MUNICIPAL CHANGE ORDER CONCERNS
- Change orders can impact additional labor, materials, delays and present sequencing issues. Each can lead to a scenario where Town Law §223 becomes an obstacle. Additionally, this can lead to allegations that the bid documents were insufficient to allow for a proper competitive bid in violation of Town Law §122 and/or §222.
- Design changes can lead to exposure for violations of Town Law §122, §222 and/or §223
- Differing site conditions can cause problems. They can take various forms such as changed conditions, differing conditions or unconcealed unknown conditions. Many public authorities have changed condition clauses in the contract but many do not. Make sure you understand the changed conditions language in the contract and if it is not there consider what may happen on the job.
- Public owners can generally direct the change of any of the details of construction which are deemed necessary for proper completion of the project or for reasons of public interest (limited by the Cardinal Change Rule).
- Is it a valid change?
- Does the contemplated work fall squarely within the work reasonably identified and expected in the contract documents (including drawings and specifications)?

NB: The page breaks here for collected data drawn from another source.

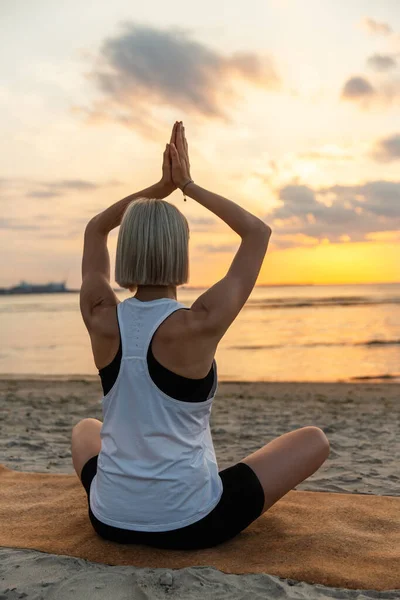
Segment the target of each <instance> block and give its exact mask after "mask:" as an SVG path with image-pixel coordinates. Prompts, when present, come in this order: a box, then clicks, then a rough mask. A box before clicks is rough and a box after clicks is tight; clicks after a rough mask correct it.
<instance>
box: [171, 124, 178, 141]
mask: <svg viewBox="0 0 400 600" xmlns="http://www.w3.org/2000/svg"><path fill="white" fill-rule="evenodd" d="M176 127H177V123H176V121H175V124H174V126H173V128H172V133H171V139H170V143H171V144H175V141H176Z"/></svg>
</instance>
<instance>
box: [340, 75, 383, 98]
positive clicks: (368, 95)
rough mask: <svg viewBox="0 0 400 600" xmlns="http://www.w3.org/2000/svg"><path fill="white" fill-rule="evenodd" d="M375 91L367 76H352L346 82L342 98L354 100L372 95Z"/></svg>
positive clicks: (343, 91)
mask: <svg viewBox="0 0 400 600" xmlns="http://www.w3.org/2000/svg"><path fill="white" fill-rule="evenodd" d="M374 93H375V90H374V88H373V87H372V85H371V84H370V83H369V81H368V80H367V79H365V77H351V78H350V79H348V80H347V81H346V83H345V84H344V87H343V90H342V98H344V99H348V100H354V99H358V98H365V97H366V96H372V95H373V94H374Z"/></svg>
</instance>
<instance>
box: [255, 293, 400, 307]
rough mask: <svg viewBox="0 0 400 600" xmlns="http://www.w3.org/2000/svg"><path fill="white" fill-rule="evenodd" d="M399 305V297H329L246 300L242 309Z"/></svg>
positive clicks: (399, 303) (284, 298)
mask: <svg viewBox="0 0 400 600" xmlns="http://www.w3.org/2000/svg"><path fill="white" fill-rule="evenodd" d="M381 304H400V297H398V296H392V297H386V298H371V297H367V296H331V297H329V298H304V299H300V298H281V299H279V300H277V299H276V298H273V299H268V298H264V299H262V300H248V301H247V302H246V304H245V306H244V307H243V308H260V309H264V308H309V307H313V308H314V307H316V308H317V307H320V306H322V307H324V306H376V305H381Z"/></svg>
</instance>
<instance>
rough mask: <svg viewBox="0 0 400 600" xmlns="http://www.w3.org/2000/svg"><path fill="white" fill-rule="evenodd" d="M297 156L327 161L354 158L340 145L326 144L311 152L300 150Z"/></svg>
mask: <svg viewBox="0 0 400 600" xmlns="http://www.w3.org/2000/svg"><path fill="white" fill-rule="evenodd" d="M297 158H298V159H300V160H311V161H316V160H320V161H327V162H347V161H349V160H354V156H353V155H352V154H350V153H349V152H347V151H346V150H343V149H342V148H340V147H339V146H336V145H332V144H331V145H329V144H326V145H325V146H323V147H322V148H320V149H317V150H311V151H309V152H300V153H299V154H297Z"/></svg>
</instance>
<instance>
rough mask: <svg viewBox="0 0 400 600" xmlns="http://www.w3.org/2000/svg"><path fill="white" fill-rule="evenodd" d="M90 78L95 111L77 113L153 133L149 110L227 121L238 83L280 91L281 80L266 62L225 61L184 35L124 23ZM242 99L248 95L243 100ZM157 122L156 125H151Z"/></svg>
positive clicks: (151, 123)
mask: <svg viewBox="0 0 400 600" xmlns="http://www.w3.org/2000/svg"><path fill="white" fill-rule="evenodd" d="M88 78H89V79H90V80H91V81H93V82H94V84H95V85H96V87H97V88H98V89H99V91H100V92H101V94H102V99H101V100H99V101H97V102H94V104H93V106H92V107H89V108H82V107H75V108H74V109H75V110H76V111H81V112H84V113H85V114H86V115H87V117H88V119H89V120H91V122H99V121H102V120H112V121H117V122H119V123H121V124H123V125H126V126H128V127H136V128H138V129H140V128H142V129H143V130H144V129H146V128H149V129H150V131H151V130H153V131H154V120H155V119H154V117H152V116H151V113H150V111H151V106H159V107H165V106H166V105H169V106H172V107H174V108H175V109H177V110H179V111H180V112H182V111H185V112H188V113H192V114H197V115H199V116H201V117H206V118H215V119H223V120H225V121H228V120H229V118H228V108H227V107H228V106H229V107H232V106H233V105H234V104H237V103H240V101H241V100H242V97H241V95H240V92H238V90H235V89H234V85H233V84H234V82H235V80H237V79H242V80H245V81H248V82H249V83H251V84H253V85H257V86H261V87H263V88H266V89H277V88H278V87H279V85H280V80H279V77H278V75H277V73H276V71H275V68H274V66H273V64H272V60H271V59H270V58H268V57H263V58H261V57H259V56H258V55H256V54H254V53H250V52H237V53H234V54H232V55H230V56H225V55H223V54H221V53H219V52H218V51H216V50H214V49H212V48H210V47H207V46H206V45H205V44H203V43H201V42H197V41H195V40H193V39H191V38H190V36H189V35H188V34H187V33H186V32H185V31H183V30H181V29H177V28H173V29H170V30H160V29H156V28H153V27H150V26H144V25H135V24H133V23H125V24H124V25H123V30H122V32H121V33H120V34H118V35H116V36H114V37H110V38H108V39H106V40H105V41H104V42H103V44H102V46H101V49H100V55H99V58H98V60H97V64H96V66H95V67H94V69H93V71H92V72H91V73H90V74H89V75H88ZM243 97H244V95H243ZM152 121H153V122H152Z"/></svg>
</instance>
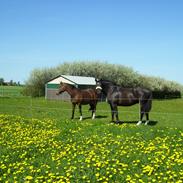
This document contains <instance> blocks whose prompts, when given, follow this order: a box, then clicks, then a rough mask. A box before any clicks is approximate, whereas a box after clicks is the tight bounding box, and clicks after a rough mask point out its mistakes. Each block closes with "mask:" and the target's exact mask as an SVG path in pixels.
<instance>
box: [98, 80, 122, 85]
mask: <svg viewBox="0 0 183 183" xmlns="http://www.w3.org/2000/svg"><path fill="white" fill-rule="evenodd" d="M100 81H101V82H102V83H108V84H111V85H115V86H119V85H118V84H116V83H115V82H114V81H110V80H107V79H101V80H100Z"/></svg>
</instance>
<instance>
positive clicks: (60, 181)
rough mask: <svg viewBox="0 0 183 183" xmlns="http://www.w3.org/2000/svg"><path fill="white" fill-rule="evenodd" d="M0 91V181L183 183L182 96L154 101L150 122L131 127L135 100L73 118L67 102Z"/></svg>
mask: <svg viewBox="0 0 183 183" xmlns="http://www.w3.org/2000/svg"><path fill="white" fill-rule="evenodd" d="M5 96H6V97H0V182H6V181H8V182H16V181H17V182H78V183H80V182H177V183H178V182H180V183H181V182H182V180H183V168H182V167H183V151H182V149H183V107H182V106H183V100H182V99H176V100H166V101H163V100H161V101H158V100H156V101H153V109H152V112H151V113H150V118H151V123H150V124H149V125H147V126H145V125H144V124H143V125H141V126H136V122H137V121H138V116H139V115H138V110H139V108H138V105H135V106H133V107H119V116H120V119H121V120H123V121H124V123H122V124H120V125H116V124H113V123H110V120H111V113H110V108H109V106H108V104H107V103H105V102H102V103H99V104H98V106H97V114H96V119H95V120H91V118H90V117H91V114H90V112H89V111H88V108H89V107H88V106H83V117H84V119H83V121H79V112H78V109H76V112H75V119H74V120H70V116H71V104H70V103H69V102H61V101H48V100H45V99H44V98H34V99H32V98H29V97H24V98H22V97H16V98H15V97H12V96H11V97H8V96H7V95H5Z"/></svg>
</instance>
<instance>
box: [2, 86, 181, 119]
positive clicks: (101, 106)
mask: <svg viewBox="0 0 183 183" xmlns="http://www.w3.org/2000/svg"><path fill="white" fill-rule="evenodd" d="M133 99H134V98H133ZM121 100H126V99H124V98H121ZM134 100H139V99H138V98H136V99H134ZM146 100H149V99H146ZM150 100H152V110H151V112H150V114H151V115H159V116H177V117H180V118H182V119H183V99H182V98H181V99H174V100H170V99H161V100H157V99H150ZM139 101H140V100H139ZM177 101H178V102H177ZM71 111H72V107H71V102H70V101H63V100H62V101H60V100H47V99H45V98H44V97H41V98H40V97H39V98H32V97H25V96H23V95H22V94H21V93H20V92H17V91H14V90H12V91H11V90H6V89H4V90H3V89H0V113H9V114H20V115H27V116H29V117H34V116H36V114H35V113H40V115H44V114H43V113H47V115H48V114H49V115H48V116H51V115H52V114H53V113H55V114H57V113H61V114H62V113H63V114H64V113H67V114H68V115H69V114H70V113H71ZM139 111H140V105H139V104H137V105H133V106H132V107H130V108H128V107H123V109H121V108H120V107H119V108H118V113H119V115H120V114H125V115H127V114H128V115H132V114H133V115H136V116H139ZM82 112H83V113H86V112H88V107H86V106H83V108H82ZM110 113H111V109H110V107H109V105H108V104H107V103H106V102H105V101H103V102H101V101H100V102H98V104H97V114H108V115H109V114H110Z"/></svg>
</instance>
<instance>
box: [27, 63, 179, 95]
mask: <svg viewBox="0 0 183 183" xmlns="http://www.w3.org/2000/svg"><path fill="white" fill-rule="evenodd" d="M61 74H65V75H76V76H90V77H95V78H103V79H108V80H111V81H113V82H115V83H117V84H119V85H121V86H123V87H137V86H140V87H144V88H147V89H150V90H152V91H154V93H156V94H154V96H155V98H159V97H163V98H165V97H166V96H169V97H170V96H171V95H172V96H178V97H180V96H181V95H179V94H180V93H182V92H183V86H182V85H180V84H178V83H176V82H172V81H167V80H165V79H162V78H158V77H149V76H144V75H140V74H139V73H137V72H135V71H134V70H133V69H132V68H129V67H125V66H122V65H116V64H108V63H105V62H100V61H95V62H71V63H69V62H68V63H63V64H61V65H59V66H57V67H55V68H46V69H35V70H33V71H32V73H31V75H30V77H29V79H28V80H27V82H26V86H25V90H24V94H26V95H31V96H33V97H37V96H44V94H45V84H46V83H47V81H49V80H50V79H52V78H54V77H56V76H58V75H61ZM158 92H159V94H158ZM160 93H161V94H160ZM162 93H164V94H162ZM168 93H169V94H168ZM175 94H176V95H175Z"/></svg>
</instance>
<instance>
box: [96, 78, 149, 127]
mask: <svg viewBox="0 0 183 183" xmlns="http://www.w3.org/2000/svg"><path fill="white" fill-rule="evenodd" d="M96 86H97V87H96V88H101V90H102V92H103V93H104V94H105V95H106V97H107V101H108V103H109V104H110V107H111V112H112V121H114V115H115V116H116V123H118V122H119V117H118V108H117V106H131V105H134V104H137V103H139V104H140V111H139V112H140V115H139V116H140V117H139V118H140V119H139V122H138V123H137V125H140V124H141V123H142V119H143V116H144V114H145V115H146V123H145V124H146V125H147V124H148V122H149V111H150V110H151V107H152V92H151V91H149V90H147V89H143V88H140V87H138V88H123V87H121V86H118V85H116V84H115V83H113V82H111V81H108V80H102V79H100V80H99V79H96Z"/></svg>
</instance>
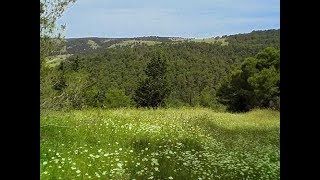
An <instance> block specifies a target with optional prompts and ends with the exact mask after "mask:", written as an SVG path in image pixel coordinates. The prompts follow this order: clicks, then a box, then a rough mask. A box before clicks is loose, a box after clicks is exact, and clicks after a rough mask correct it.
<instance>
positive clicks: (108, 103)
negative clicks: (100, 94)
mask: <svg viewBox="0 0 320 180" xmlns="http://www.w3.org/2000/svg"><path fill="white" fill-rule="evenodd" d="M131 105H132V102H131V98H130V97H129V96H127V95H126V94H125V92H124V91H123V90H119V89H110V90H108V91H107V93H106V98H105V102H104V106H105V107H107V108H122V107H130V106H131Z"/></svg>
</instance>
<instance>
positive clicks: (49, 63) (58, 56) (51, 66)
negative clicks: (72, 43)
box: [47, 54, 71, 67]
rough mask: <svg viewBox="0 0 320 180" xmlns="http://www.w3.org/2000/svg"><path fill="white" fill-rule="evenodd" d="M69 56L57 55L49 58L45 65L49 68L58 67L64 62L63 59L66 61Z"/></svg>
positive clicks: (69, 54) (66, 54)
mask: <svg viewBox="0 0 320 180" xmlns="http://www.w3.org/2000/svg"><path fill="white" fill-rule="evenodd" d="M70 56H71V54H64V55H57V56H54V57H50V58H49V59H48V60H47V65H48V66H49V67H54V66H57V65H59V64H60V63H61V62H62V61H64V60H65V59H67V58H68V57H70Z"/></svg>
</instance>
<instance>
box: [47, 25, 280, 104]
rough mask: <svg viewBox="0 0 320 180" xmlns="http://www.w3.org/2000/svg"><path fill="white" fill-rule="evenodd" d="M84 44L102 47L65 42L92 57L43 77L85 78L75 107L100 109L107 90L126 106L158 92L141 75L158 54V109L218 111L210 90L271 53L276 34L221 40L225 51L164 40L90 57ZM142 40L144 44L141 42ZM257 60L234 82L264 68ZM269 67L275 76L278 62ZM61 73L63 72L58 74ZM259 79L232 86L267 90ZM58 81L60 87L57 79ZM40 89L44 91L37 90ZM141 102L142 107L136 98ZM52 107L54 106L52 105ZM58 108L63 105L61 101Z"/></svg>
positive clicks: (78, 59)
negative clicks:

- Is the work required because of an error or omission by the contractor?
- The contractor is not entitled to a change to remedy its own substandard work.
- Has the contractor provided proper notice under the contract of the request for an extra?
- Does the resulting change increase or decrease the costs incurred by the contractor?
- Cardinal Changes: Whether the work ordered “so varied from the original plan, was of such importance, or so altered the essential identity or main purpose of the contract that is constitutes a new undertaking.”
- Risk of performing a cardinal change in public work is on the contractor. While the directive for the cardinal change constitutes a breach of contract by the public owner, and may violate bidding statutes, if the work is so clearly outside the scope of the contract that it was clearly a cardinal change then the contractor may not be entitled to payment.
- Two options in the municipal world: Refuse to perform subject to contractual terms and risk breaching the contract or perform under protest.
- When a change decreases the scope of work keep in mind that you may have a claim for lost profits on work not performed.
- Contract should specify who is responsible for interpreting plans and specifications. Often, this person is the project architect or engineer. If so, is the clause a “Westinghouse clause” or a “non-westinghouse clause”? Westinghouse clause will permit the architect/engineer to interpret and resolve contractual differences. To be enforceable, there generally must be some form of limited judicial review (i.e. whether the result was arbitrary or capricious).